Recensione “Il mio Egitto” di Daniela Gatto

Gorizia, 1968. Sara, ormai anziana, siede accanto alla finestra e ripensa al suo passato, ai momenti che hanno definito la sua vita.

Moraro, 1909. Sara ha undici anni quando si reca a Gorizia con la madre e la nonna. Durante una visita, sente pronunciare con disprezzo una parola sconosciuta: Aleksandrinka. Nonostante la curiosità, nessuno le spiega il significato di quel termine.

Negli anni seguenti, Sara cresce in un mondo scosso da grandi cambiamenti. Durante una festa di paese, balla con Giuseppe, un giovane che diventa presto il suo grande amore. Quando scoppia la Prima guerra mondiale, i due si sposano. Sara è incinta, ma non riesce a rivelare la notizia a Giuseppe che muore in battaglia. Distrutta, giura che farà di tutto per proteggere il figlio che porta in grembo.

È allora che la parola Aleksandrinkatorna nella sua vita, questa volta come una possibilità. Scopre che si riferisce alle donne che emigrano in Egitto per lavorare come governanti, balie o domestiche, guadagnando abbastanza denaro per dare una vita dignitosa alle loro famiglie. Tornata a Gorizia, chiede aiuto a una delle Aleksandrinke viste anni prima. La donna le offre un lavoro come balia da latte, ma a un prezzo altissimo: Sara dovrà lasciare il suo neonato alle cure di altri per accudire il figlio di una famiglia francese al Cairo. Con il cuore spezzato ma determinata a garantire un futuro migliore al suo bambino, accetta. Pochi giorni dopo il parto, si imbarca a Trieste con destinazione Egitto, iniziando un viaggio che cambierà per sempre il suo destino.

 

“Emilia si era lasciata affascinare da quel mondo dorato che immaginava in Egitto. Nessuno però le aveva spiegato che le fatiche dell’animo sono spesso più dure di quelle fisiche.”

Questo libro ci racconta una storia eccezionale di donne che hanno avuto la forza di lasciare tutto e trasferirsi ad Alessandria di Egitto per trovare un lavoro.

Sara è solo una bambina quando vede per la prima volta Emilia, l’Aleksandrinka come viene chiamata in paese. Quello che non può immaginare è che, molti anni dopo, andrà a cercare quella donna, per seguire le sue orme. Al Cairo, Sara dovrà fare la balia a una bambina di una famiglia francese. Lì conoscerà il Sig. Pierre Dumont.

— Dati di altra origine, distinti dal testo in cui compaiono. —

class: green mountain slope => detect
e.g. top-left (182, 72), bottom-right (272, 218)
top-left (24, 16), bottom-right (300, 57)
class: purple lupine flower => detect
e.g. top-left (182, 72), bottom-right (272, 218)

Riuscirà Sara a resistere a quell’amore impossibile?

“I suoi occhi, come sempre, avevano quel colore che la rapiva, rendendola vulnerabile, come intrappolata nella resina del suo sguardo.”

Sara è una ragazza forte, che ha saputo rimboccarsi le maniche e affrontare le difficoltà della vita.

Nascosta nella nursery, piangeva per i sacrifici che aveva scelto di compiere e che avrebbe rifatto mille volte, per la vita semplice che aveva sognato da bambina e che le era stata sottratta, per l’uomo che aveva amato e perso e per il modo odioso in cui si erano parlati l’ultima volta. Una macchia che Sara si sarebbe portata nella tomba”.

Una denuncia sociale, che ci presenta un’Italia afflitta da povertà e sconforto, dove molte donne dovevano farsi carico dei loro cari.

L’autrice tratteggia con molta delicatezza la sofferenza continua dovuta non solo alla solitudine e alla nostalgia di aver il proprio figlio lontano, ma anche alla fatica di lavorare subendo la disapprovazione e il disappunto per aver abbandonato la propria famiglia. Molto belle e descritte bene le diverse ambientazioni.

“Il mare riempiva l’aria del suo profumo salato, il vento muoveva le chiome dei pini marittimi.”

Un libro che riesce ad emozionare ad ogni pagina.